12. The method according to claim 10, wherein generating the estimated hum noise signal involves, when the at least one frame is classified as a noise frame: for each hum noise frequency, determining a respective hum noise amplitude based on the respective hum noise frequency and the audio data in the at least one frame; and synthesizing the respective hum tone for each of the one or more hum noise frequencies based on the respective hum noise frequency, the respective hum noise phase, and the respective hum noise amplitude.

13. The method according to claim 10 or 12, wherein generating the estimated hum noise signal involves, when the at least one frame is classified as a content frame: for each hum noise frequency, determining a respective mean hum noise amplitude based on the noise spectrum; and synthesizing the respective hum tone for each of the one or more hum noise frequencies based on the respective hum noise frequency, the respective hum noise phase, and the respective mean hum noise amplitude.

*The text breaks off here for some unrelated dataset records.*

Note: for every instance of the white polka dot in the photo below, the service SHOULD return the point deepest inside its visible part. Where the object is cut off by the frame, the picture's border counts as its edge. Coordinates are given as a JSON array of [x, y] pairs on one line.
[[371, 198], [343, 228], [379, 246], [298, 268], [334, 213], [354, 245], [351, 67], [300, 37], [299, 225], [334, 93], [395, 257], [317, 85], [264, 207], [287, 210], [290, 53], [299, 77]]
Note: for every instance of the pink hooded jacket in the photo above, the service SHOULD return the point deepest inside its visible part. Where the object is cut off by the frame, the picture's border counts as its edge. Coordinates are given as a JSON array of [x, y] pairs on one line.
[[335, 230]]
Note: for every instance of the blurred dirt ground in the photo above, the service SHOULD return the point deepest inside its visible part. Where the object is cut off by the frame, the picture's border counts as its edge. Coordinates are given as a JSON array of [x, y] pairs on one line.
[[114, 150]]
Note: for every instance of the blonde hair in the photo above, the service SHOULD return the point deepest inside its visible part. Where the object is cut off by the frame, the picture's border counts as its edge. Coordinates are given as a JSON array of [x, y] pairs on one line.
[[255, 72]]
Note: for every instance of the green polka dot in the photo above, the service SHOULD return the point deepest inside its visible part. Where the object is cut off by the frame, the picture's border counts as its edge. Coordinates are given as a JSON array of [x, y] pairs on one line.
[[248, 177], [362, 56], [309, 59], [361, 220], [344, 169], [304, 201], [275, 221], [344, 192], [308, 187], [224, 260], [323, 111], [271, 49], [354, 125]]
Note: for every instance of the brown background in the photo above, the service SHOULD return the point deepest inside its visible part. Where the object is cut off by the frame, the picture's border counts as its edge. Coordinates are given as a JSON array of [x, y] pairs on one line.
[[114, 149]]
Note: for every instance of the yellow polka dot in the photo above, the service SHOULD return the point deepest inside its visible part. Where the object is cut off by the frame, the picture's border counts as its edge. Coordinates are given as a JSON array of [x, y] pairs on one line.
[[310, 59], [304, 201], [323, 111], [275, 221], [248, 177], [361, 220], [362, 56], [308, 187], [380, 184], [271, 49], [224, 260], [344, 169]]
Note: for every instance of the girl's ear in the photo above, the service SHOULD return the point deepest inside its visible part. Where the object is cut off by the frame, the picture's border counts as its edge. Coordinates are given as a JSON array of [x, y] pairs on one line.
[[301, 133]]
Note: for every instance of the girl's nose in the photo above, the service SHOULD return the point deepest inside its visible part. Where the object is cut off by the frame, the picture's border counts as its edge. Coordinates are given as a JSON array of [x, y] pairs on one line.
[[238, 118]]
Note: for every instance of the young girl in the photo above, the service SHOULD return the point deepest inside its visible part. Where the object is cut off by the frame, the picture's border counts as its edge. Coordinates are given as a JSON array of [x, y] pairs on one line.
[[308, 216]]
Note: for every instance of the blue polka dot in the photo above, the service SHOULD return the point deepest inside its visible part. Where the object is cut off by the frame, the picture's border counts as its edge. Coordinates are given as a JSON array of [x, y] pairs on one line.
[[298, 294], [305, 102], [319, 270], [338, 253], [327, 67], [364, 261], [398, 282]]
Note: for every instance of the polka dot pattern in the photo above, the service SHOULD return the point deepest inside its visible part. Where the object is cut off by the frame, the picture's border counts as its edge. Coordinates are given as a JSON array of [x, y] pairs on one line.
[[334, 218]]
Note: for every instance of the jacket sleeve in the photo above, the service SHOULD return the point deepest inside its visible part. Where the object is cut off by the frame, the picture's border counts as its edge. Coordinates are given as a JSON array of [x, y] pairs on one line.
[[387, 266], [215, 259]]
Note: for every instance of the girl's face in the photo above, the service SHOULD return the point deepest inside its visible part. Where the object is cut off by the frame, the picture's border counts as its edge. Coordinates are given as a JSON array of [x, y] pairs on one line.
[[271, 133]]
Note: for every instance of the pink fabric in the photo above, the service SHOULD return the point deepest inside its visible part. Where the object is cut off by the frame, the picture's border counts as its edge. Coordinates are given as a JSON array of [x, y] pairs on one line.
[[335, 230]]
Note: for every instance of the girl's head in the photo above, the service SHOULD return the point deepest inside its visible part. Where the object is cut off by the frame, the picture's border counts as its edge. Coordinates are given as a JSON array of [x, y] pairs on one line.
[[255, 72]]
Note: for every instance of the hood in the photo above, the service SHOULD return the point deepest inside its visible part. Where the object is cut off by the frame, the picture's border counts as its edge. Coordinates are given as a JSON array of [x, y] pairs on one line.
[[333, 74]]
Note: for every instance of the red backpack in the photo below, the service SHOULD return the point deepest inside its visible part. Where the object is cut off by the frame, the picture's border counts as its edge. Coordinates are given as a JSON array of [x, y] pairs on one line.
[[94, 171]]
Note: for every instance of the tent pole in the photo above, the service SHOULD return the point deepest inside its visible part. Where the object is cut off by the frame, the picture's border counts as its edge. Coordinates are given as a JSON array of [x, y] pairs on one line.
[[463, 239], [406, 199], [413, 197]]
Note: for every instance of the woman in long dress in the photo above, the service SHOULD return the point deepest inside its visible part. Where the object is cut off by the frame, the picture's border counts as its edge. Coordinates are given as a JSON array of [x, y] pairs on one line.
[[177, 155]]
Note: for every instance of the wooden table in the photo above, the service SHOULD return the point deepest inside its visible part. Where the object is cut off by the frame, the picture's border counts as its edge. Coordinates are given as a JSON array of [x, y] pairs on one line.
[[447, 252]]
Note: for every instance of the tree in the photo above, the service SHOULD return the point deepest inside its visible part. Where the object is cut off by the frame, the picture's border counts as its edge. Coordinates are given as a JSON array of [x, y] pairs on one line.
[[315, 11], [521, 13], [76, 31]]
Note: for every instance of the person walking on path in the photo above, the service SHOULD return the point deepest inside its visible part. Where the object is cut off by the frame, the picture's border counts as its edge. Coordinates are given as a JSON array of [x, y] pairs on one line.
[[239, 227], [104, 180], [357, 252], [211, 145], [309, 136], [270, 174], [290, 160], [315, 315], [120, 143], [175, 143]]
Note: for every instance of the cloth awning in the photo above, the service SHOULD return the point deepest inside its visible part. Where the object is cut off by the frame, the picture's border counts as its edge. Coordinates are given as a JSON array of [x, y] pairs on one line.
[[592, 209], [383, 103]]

14. The method according to any one of claims 1 to 8, wherein generating the estimated hum noise signal involves: for each hum noise frequency, determining a respective mean hum noise amplitude based on the noise spectrum; and synthesizing the respective hum tone for each of the one or more hum noise frequencies based on the respective hum noise frequency and the respective mean hum noise amplitude.

15. The method according to any one of the preceding claims, wherein removing hum noise from the at least one frame involves subtracting the estimated hum noise signal from the at least one frame.

16. The method according to any one of the preceding claims, wherein the noise spectrum is determined based on frequency spectra of all frames of the audio data that are classified as noise frames.

17. The method according to any one of claims 1 to 15, comprising: sequentially receiving and processing the frames of the audio data; and for a current frame, if the current frame is classified as a noise frame, updating the noise spectrum based on a frequency spectrum of the current frame.

18. The method according to any one of the preceding claims, wherein the noise spectrum is determined from a plurality of frames that are classified as noise frames; and the method further comprises: determining a variance over time of the one or more hum noise frequencies based on frequency spectra of the plurality of frames that are classified as noise frames; and depending on the variance over time, applying band pass filtering to the frames of the audio data, wherein the band pass filter is designed such that the stop bands include the one or more hum noise frequencies.

19. The method according to claim 18, wherein widths of the stop bands are determined based on variances over time of respective hum noise frequencies.

20. The method according to any one of the preceding claims, further comprising: for at least one of the one or more hum noise frequencies, determining whether the at least one hum noise frequency is present as a peak in the frequency spectra of a majority of frames of the audio data; and disregarding the at least one hum noise frequency when removing the hum noise if the at least one hum noise frequency is not present as a peak in the frequency spectra of the majority of frames of the audio data.

21. An apparatus comprising a processor and a memory coupled to the processor and storing instructions for the processor, wherein the processor is configured to perform all steps of the method according to any one of claims 1 to 20.

22. A computer program comprising instructions that, when executed by a computing device, cause the computing device to perform all steps of the method according to any one of claims 1 to 20.

23. A computer-readable storage medium storing the computer program according to claim 22.